I don't have mice nor have I ever had any, but I've researched them pretty thoroughly.

They are harder to tame than rats, but can be very loving if you're willing to put in the work socializing them. Males are easier to tame than females since males have to live alone (they will fight to the death with other males).

Males smell a LOT. They mark everything and stink badly. Females allegedly don't smell as badly, but I don't have any experience with either.

Females must be kept in groups. 3 or more seems to be preferred by mice keepers. They are very easily introduced to other females.

Aquariums are the best habitat. Ten gallons or more is fine for a few female mice or a single male, but of course bigger is better.

I don't know much about diet, but I know some people feed them Oxbow Regal Rat Food.

Again, for emphasis, I have to say do NOT keep two or more males in the same habitat (unless you are an experienced mouse-keeper). I have yet to hear of a story that ended happily with two males. However, I know of someone who always keeps a neutered male and one or more females together and they works out wonderfully for her. If I ever get mice, that's what I plan to do. Allegedly neutered males don't smell or mark as much, but I don't know.

That covers the basics that I know. They seem like great pets and I love their charming little faces. <3


----------



## Charlottesmom (Nov 27, 2013)

Females: good in groups 2-3 or more, Males: singleton only, some would disagree but I have seen pictures and videos of what COULD happen.

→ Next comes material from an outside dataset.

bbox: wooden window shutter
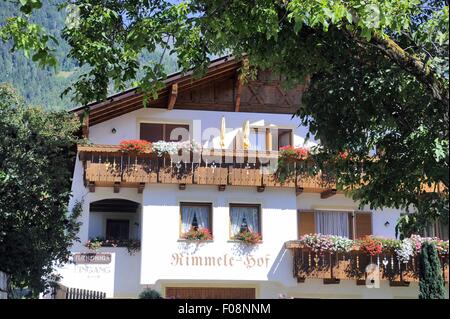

Ten to 20 gallon tanks are good, I can't recommend a saucer "wheel" enough, my guy LOVES his! Look up popsicle stick mouse houses and be amazed at what you can build for your mousies! I was actually looking for 3 female mice when I got Mocha, all the females were PEW, no variation whatsoever, so I chose my little guy. So.....Here is my Mocha, my sweet little male mousie!


----------



## Charlottesmom (Nov 27, 2013)

Yeah, let me comment on the smell....okay take 20 male rats put them in a closed room, crank up the heat to 100 degrees, crank up the humidity to 85%, let simmer for 3 days go into room close door, take a huge sniff....now double that and you have the potential stink of ONE male mouse! J/K....a little....Mocha really stunk till I started putting the Goodbye odor into his water, now he is much better, just cleaned his cage today (the boy pees on EVERYTHING!) and it smells 100% better! Mocha was extreamly skittish when we got him, I can now pet him but not pick him up, he does come over and sniff my fingers. I sit by his tank and talk to him a lot, he really seems to like that and will come right over and watch me. :0)


----------



## KrazyKritterz (Apr 26, 2014)

I have Females and Males. Seperated of course Males do smell and the odor stuff for the water does help. Females should be in groups on 3 or more so there isnt 1just bulling the other. 3 females are ok in a 10 Gallon tank and those are best cages for them besides homemade Bin cages. They like wheels alot and all my mice are super Friendly. And Handable some even have long hair.They do pee and poo in everything so clean diligently. You can train mice too but it takes alot og commitment. My friend has one that rings a bell when He needs more food. Here are a few of my babies. Males sometimes can be housed together if raised that way but watch carefully they can start fighting and may need to be seperated. Most cases they like to me alone.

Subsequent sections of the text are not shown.